An ordinary share in a commercial enterprise (called a common stock in the USA) stands in evidence of a claim by the shareholder of a defined part the enterprise's net assets. Shareholders have the right to receive dividends authorised by the board of directors of the company and paid on dividend dates. Ordinary shares are the last securities to be honoured by a company in repaying liabilities in the event of bankruptcy and are hence the most risky form of investment in a commercial enterprise. Preference shares are ranked above ordinary shares in such circumstances, paying fixed and, except in the case of participating preference shares, limited dividends, irrespective of company profitability. Preference shareholders often lose the voting rights enjoyed by ordinary shareholders as the price for this dividend guarantee. Shareholders may have the right to cast votes on company policy, in which case their shares are said to be 'voting' shares. Shares which do not offer this right to their holders are said to be 'non-voting' shares.
At certain times before a dividend date a share is said to go 'ex-dividend' in which case the purchaser of the share does not have the right to receive the forthcoming dividend. Before the ex-dividend date the price of the share is obviously higher in the market since the buyer does have the right to receive the forthcoming dividend. In this latter case the share is said to trade 'cum-dividend'. The price earnings ratio of a share is the current price of the share divided by the expected earnings (i.e. profits) of the company over the forthcoming year, whilst the dividend yield on a share is the estimated dividend payment over the forthcoming year divided by the current share price.

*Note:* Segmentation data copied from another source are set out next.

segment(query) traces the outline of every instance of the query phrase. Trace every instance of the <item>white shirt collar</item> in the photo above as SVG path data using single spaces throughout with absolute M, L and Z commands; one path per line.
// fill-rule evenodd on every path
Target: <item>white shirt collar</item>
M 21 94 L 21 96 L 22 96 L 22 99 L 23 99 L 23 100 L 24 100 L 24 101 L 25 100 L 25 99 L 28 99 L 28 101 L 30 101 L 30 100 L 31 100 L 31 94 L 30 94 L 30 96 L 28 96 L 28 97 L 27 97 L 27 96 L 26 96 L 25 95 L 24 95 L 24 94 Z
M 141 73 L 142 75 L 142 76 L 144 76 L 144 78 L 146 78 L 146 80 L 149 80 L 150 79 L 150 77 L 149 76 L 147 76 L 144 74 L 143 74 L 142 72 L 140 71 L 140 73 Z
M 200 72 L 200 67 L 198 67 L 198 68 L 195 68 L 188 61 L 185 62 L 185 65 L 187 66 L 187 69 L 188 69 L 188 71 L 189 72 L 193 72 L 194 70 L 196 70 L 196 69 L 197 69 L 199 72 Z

The various international stock markets usually quote an index number or a variety of index numbers that portray the general level of the share prices in the market at any one time. Such indices are known as 'share indices' and can cover the entire market (e.g. the FTSE All Share Index) or subsections of it (e.g. the Dow Jones 30 stock index, or the FTSE Industrials index). These indices, if based on the current share prices, are sometimes referred to as 'cash market indices', whilst futures exchanges usually offer a future contract on these cash market indices. Such future contracts are known as index futures. Thus we have the FTSE 100 future contract based on the FTSE 100 cash market index. Futures indices are traded for cash settlement (not physical delivery since delivery of an index of shares is probably impossible) and, in many markets, options can be traded on either the cash index or the future index.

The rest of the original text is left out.